Here are some tips I have to offer, from watching successful candidates interview (including many GW candidates!):
- Be crisp: One candidate gave me a 10-minute soliloquy about why she was applying for the job. By the end I couldn’t articulate why she was here, or why she could be a good fit. Nor could she. When asked open-ended questions, have a brief (but vivid answer) that you can wrap up in 90 seconds.
- Don’t criticize prior employers/colleagues: Even if your aim is to prove that you “get it” and are good at dealing with people with outdated ideas, telling us how much better you were than your former colleagues is off-putting. Skip the critique; focus on the value you brought and the gratitude that your previous employer presumably had for your valuable contributions.
- Know your resume: Most people write great resumes (or have great resumes written for them) and then do a terrible job articulating what’s on it. If you’re asked a question pertaining to an item on your resume, answer the question directly. Too often, I see resumes with promising statements on them (e.g. increased revenue by 10%) without enough explanation of the how/why/what, when asked in the interview.
- Be specific: It’s one thing to say you’re a results-oriented game-changer on your LinkedIn profile. But in an interview we’re looking for specifics. Explain how you achieved what you did, what strategies you developed, projects you implemented and outcomes of that work. Be mindful not to use jargon specific to prior jobs– this includes departmental abbreviations, project titles, etc. If you must use them, preface with an explanation of what they are.
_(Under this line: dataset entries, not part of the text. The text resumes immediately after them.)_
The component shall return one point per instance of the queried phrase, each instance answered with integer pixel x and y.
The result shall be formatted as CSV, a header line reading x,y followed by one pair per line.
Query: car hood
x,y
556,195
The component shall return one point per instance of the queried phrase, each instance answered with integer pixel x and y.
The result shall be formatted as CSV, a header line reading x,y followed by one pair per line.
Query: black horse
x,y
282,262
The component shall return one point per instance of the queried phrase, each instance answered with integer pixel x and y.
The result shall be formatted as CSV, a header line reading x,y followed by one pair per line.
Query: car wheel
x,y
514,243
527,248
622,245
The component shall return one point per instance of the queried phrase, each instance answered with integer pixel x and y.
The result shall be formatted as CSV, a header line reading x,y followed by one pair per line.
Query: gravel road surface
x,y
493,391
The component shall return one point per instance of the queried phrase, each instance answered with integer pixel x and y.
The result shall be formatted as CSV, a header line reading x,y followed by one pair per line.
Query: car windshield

- Avoid the tangent: Too many interviewees get sidetracked by their own stories or ideas they want to expand upon in their response. Practice stopping yourself from going down tangent alley. Focus on the question. Answer the question. Don’t get sidetracked by your own stories.
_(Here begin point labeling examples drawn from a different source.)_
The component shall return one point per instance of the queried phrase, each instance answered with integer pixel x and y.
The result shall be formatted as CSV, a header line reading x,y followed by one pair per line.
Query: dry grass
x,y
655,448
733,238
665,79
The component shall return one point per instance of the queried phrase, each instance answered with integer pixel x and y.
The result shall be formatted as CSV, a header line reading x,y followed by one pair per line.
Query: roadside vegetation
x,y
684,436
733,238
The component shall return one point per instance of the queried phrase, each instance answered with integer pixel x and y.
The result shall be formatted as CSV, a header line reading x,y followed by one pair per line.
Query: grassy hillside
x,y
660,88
- Bonus Sixth Tip– Only ask 3-4 questions: As a candidate for a job, it’s important to show that you’ve researched the role and have thoughtful questions. While a lot of candidates have asked me great questions, most struggle to limit themselves to a few. I had one candidate ask questions for 20 minutes. At that point it just got off-putting and worked against her. Stick with three, make them count, and don’t bother sifting through your list of 30 questions in front of me. Circle your top 3 before you walk into the room.
If you follow these crucial tips you are sure to have a successful interview!